The habitually polarized Senate turned a corner on March 28 when it finally came together to approve a $2 trillion economic stabilization package unanimously. The Coronavirus Aid, Relief, and Economic Security Act was signed into law by President Donald Trump as a response to provide financial relief to desperate and burdened Americans amid the coronavirus pandemic.
The package aims to allocate billions in funding hospitals and virus-related research on the front-lines of the pandemic and increase federally guaranteed loans to small businesses. The package, which proves to be the largest stimulus in the history of the United States, will provide emergency assistance for individuals, families and businesses affected by the unprecedented consequences of the pandemic through one-time stimulus checks. The legislation plans to send direct payments of $1,200 to millions of taxpayers who qualify. While the package may only render a short period of relief, these relief checks will undoubtedly prove to be a godsend for this frozen and debilitated economy in which COVID-19 has placed our country.
Despite these promises of relief, it almost seems as if lawmakers have caught one of the more financially vulnerable populations of Americans in the gap of eligibility. To qualify for a direct payment, one must have a Social Security number, maintain certain adjusted-gross-income thresholds and not be claimed as a dependent. The third qualification is where the gap seems to widen, as parents who have a Social Security number will receive $500 for each child only if the child is 16 or younger. Yet, the Internal Revenue Service defines a dependent as either a relative or a qualifying child who is under the age of 19 or the age of 24 if a full-time student.
This description translates to the fact that most college students are older than 18 but are claimed as dependents by their parents. The law also excludes their families from the direct form of relief provided by the stimulus checks. While some may perceive these checks as a small-scoped, short-lived relief, this unfortunately is not a privilege all Americans can have. These payments will be the temporary relief many families desperately need during these unknown times, but the language of the bill leaves many college students and their families uncertain. This exclusion of tax dependents seems to disrupt aid to students and their families supporting them.
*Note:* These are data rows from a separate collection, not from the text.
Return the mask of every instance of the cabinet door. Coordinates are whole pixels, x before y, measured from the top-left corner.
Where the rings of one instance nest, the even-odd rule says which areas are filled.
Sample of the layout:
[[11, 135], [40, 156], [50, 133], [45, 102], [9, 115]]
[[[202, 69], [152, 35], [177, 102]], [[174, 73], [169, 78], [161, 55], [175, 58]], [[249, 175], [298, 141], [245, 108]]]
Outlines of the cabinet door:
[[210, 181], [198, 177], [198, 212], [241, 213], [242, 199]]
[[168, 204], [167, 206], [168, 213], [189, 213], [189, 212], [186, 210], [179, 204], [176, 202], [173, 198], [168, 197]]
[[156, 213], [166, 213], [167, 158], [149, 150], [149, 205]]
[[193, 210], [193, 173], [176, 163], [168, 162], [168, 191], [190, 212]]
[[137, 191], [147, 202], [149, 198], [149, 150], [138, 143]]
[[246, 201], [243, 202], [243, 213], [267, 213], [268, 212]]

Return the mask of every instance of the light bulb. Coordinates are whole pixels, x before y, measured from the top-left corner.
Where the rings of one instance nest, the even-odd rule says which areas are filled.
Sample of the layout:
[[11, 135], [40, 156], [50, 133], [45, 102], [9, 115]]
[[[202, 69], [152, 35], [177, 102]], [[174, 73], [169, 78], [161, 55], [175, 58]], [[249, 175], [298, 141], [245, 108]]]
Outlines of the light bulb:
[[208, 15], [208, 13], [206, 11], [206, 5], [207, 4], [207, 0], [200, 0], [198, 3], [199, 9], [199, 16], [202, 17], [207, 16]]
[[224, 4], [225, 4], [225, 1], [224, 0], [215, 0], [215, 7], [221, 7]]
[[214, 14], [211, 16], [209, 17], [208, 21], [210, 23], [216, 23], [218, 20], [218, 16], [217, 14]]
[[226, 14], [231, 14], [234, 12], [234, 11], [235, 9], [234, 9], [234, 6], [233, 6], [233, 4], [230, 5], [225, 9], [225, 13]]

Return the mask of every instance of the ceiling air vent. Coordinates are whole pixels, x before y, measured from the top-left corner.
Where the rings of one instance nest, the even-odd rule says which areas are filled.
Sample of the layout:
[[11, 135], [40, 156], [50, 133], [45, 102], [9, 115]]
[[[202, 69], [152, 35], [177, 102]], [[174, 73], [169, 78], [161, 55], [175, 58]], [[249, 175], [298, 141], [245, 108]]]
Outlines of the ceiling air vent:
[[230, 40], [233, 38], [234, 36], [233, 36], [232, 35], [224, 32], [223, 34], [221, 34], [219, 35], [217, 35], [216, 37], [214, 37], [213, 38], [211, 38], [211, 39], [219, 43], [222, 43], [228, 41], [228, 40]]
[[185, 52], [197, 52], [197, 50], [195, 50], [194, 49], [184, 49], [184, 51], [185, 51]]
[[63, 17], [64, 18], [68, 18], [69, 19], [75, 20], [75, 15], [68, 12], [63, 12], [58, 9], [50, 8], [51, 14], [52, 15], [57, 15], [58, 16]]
It is easy to nit-pick the confusing and unfortunate gaps that students and their families have fallen into. Yet, there are many angles that we must look at when interpreting how the package intends to respond to the pandemic. College students are certainly not the only group of individuals that the act either unintentionally or intentionally skipped over. Adults with disabilities and senior citizens who are claimed as dependents or those without social security do not qualify by the bill as well. On the other hand, the package has certainly provided different areas of relief to college students. The CARES Act provides a temporary student loan relief that accedes payments toward student loan debt backed by the federal government through Sept. 30. It also volunteers direct aid to universities for emergency financial aid for students.
The anomalous economic situation we are in has placed many college students in the predicament of lost income and credit hours. The transition of college classes to the virtual classroom, the shut-down of campuses and the closings of many local businesses and service-sector jobs has significantly and directly impacted college students and their families. The layoffs will affect more substantially young people of ages 16 to 24, as the age margin accounts for 24 percent of employment in the higher-risk industries. If college students are listed as dependents, their parents are still financially responsible for them. It seems as if families would benefit from the same aid that their merely one year younger children are granted. It also bypasses the understanding that the outbreak has put college students in a similar situation of many working Americans. Circumstances have decreased their financial opportunities, but their tuition and rent have not.